5 Tips on Making Your Business More Data-Driven

September 3, 2018 Off By Hoofer
Businesses and business owners have more instruments and resources to use when it comes to making critical decisions in today’s modern world. Aside from the wealth of software and tools you can now add to your business workflows, there is also more data to process and insights to gather than ever before.

This can be a great advantage or a challenge, depending on how you approach making data-driven decisions. The key to turning a wealth of data into a competitive advantage is good data management. In this article, we are going to go over the five tips on how you can make your business more data-driven.

Understand the Boundaries

Privacy and security are the two most important keywords to keep in mind when you are gathering and storing data, especially when the information you gather is about customers and other parties. There is a growing concern about how businesses are storing information and using data for various purposes; you want your business to be a part of the solution, not the problem.

Privacy is fairly easy to tackle. You know the boundaries that you must not cross, so staying within the boundaries of protecting others’ privacy isn’t difficult. On top of that, you can always ask for consent before gathering information about other parties, particularly about your customers.

Security is a bit trickier to deal with. You need to be extra certain that the data you store is secure in every way. Unless you really know how to maintain a secure database and a reliable set of servers, it is best to lean on database services and dependable service providers.

Collect, But Don’t Hoard

There is a big misconception about data gathering and processing. Many businesses believe they should gather as much data as possible and process the information later. This isn’t the best approach to take since you can easily fall into the trap of hoarding data that you don’t necessarily need.

In this instance, the two keywords to keep in mind are context and relevance. When collecting data, you need to also collect contextual information. More importantly, you need to be able to process data in a contextual way.

For example, a customer’s purchase history is data. Further recognizing the times and instances of those purchases adds context to what would be plain data. The next time that customer contacts you to make a purchase, you can provide a more personalized experience based on his preferences; this is how you process data in a contextual way.

Relevance, on the other hand, helps you separate data from noise. Unless you are certain that the data will be useful to your business, there is no point in storing it for an extended period of time.
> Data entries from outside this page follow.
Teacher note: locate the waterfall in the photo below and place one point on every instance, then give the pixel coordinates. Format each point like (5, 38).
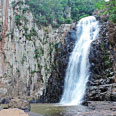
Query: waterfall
(77, 72)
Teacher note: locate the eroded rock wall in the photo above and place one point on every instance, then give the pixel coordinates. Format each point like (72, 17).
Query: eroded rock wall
(27, 52)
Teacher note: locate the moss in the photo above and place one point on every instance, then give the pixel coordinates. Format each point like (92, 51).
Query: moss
(0, 38)
(33, 72)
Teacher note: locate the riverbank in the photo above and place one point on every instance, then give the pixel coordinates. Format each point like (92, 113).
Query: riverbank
(93, 108)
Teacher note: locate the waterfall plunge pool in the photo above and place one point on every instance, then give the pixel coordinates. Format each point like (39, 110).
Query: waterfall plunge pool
(94, 108)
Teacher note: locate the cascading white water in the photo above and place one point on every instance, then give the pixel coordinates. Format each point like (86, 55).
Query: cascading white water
(77, 72)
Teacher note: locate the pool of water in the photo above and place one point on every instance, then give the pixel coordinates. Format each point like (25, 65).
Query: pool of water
(58, 110)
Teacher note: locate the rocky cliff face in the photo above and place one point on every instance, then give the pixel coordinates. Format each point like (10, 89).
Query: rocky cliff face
(27, 52)
(102, 81)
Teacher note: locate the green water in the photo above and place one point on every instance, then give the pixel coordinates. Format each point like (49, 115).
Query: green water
(57, 110)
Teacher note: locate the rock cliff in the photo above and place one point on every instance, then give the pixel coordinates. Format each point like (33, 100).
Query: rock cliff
(27, 51)
(102, 82)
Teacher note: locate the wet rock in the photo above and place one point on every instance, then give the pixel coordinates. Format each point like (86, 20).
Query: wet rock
(20, 104)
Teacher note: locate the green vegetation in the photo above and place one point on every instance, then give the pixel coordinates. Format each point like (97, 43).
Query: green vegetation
(56, 12)
(108, 8)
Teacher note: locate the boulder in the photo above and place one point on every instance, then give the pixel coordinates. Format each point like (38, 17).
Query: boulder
(12, 112)
(20, 104)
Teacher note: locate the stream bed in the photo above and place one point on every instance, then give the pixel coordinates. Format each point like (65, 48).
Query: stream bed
(93, 109)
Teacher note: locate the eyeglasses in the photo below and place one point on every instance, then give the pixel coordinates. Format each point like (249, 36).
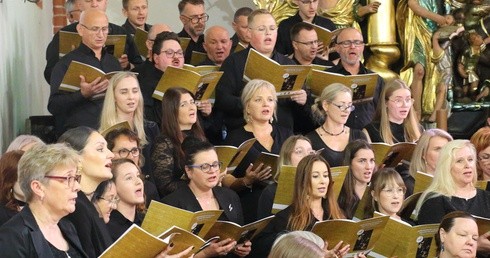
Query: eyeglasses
(114, 201)
(70, 180)
(196, 19)
(308, 1)
(206, 167)
(394, 191)
(484, 157)
(171, 53)
(399, 102)
(344, 107)
(312, 43)
(124, 153)
(302, 152)
(187, 103)
(96, 30)
(348, 43)
(264, 29)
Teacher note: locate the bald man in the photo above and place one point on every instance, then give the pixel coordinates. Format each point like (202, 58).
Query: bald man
(130, 58)
(73, 109)
(217, 44)
(350, 45)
What you are actually storing is noise, and the more noise you add to your database, the more difficult it will be to get meaningful data for decision-making.

Keep It Simple

Another common misconception about data gathering and processing is about the way the entire process is conducted. You hear big words like big data and Artificial Intelligence or AI being used in various instances. Sure, big data and AI are handy tools to have, but only when they add value to your data processing workflow.

Using AI that knows a lot about your business, you can easily filter the noise that gets accidentally collected. You’ll end up with meaningful data that allows you to make cool and calculated decisions even in the most difficult situations.
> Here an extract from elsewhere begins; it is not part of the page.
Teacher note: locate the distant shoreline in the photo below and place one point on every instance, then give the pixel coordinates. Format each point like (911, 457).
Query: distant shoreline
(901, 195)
On the other hand, AI can overcomplicate your data gathering and analysis process unnecessarily. For smaller data that is best interpreted by humans, the use of AI is actually a noise of its own.

As mentioned before, you want to keep your data management process as simple as it can be. Simplicity leads to efficiency, which then leads to better data-driven operations and the availability of valuable insights at every turn.

Get Help

There is nothing wrong with getting more people involved in the process of collecting data and analyzing the information. Many bigger corporations now maintain dedicated data teams to help support their massive operations. You see positions like Head of Big Data and VP of Information being filled by people from backgrounds like math and statistics.

For small businesses, establishing and maintaining a dedicated data team isn’t always possible. After all, you are dealing with a smaller amount of data; a dedicated team isn’t the most efficient way to go. Instead of investing in an in-house data team, it is more effective to outsource some of the data gathering and analysis to service providers.

Don’t be afraid to get help. You can have expert data analysts without establishing a dedicated team inside the business. In fact, you can have hundreds of specialists looking at different angles, all while keeping your overheads at a minimum.

Review and Refine

Just like how the market is changing, data changes in different ways on a regular basis. You cannot expect a data gathering and analysis system to work indefinitely in a competitive market like today. Even the system you establish may not be accurate, which means tweaks and refinements are needed.

In reality, evaluation is a big part of the process. You want to know whether your data and insights are valuable, and the only way you can do that is by evaluating how the insights are used and how they impact the business. The more often you perform this type of evaluation, the more you will know about the quality of your data workflow.

Evaluation alone isn’t enough. The results of your frequent evaluations are data on their own. You need to use these insights to make data-driven decisions on how to refine the workflow further. The more you improve your data processing prowess, the more you can rely on accurate insights when making strategic decisions.

These tips will help you cover the basics as you venture into the world of data-driven decision-making. It doesn’t take long to appreciate the value of having data and relevant insights every time you need to make a decision that impacts the business in a big way.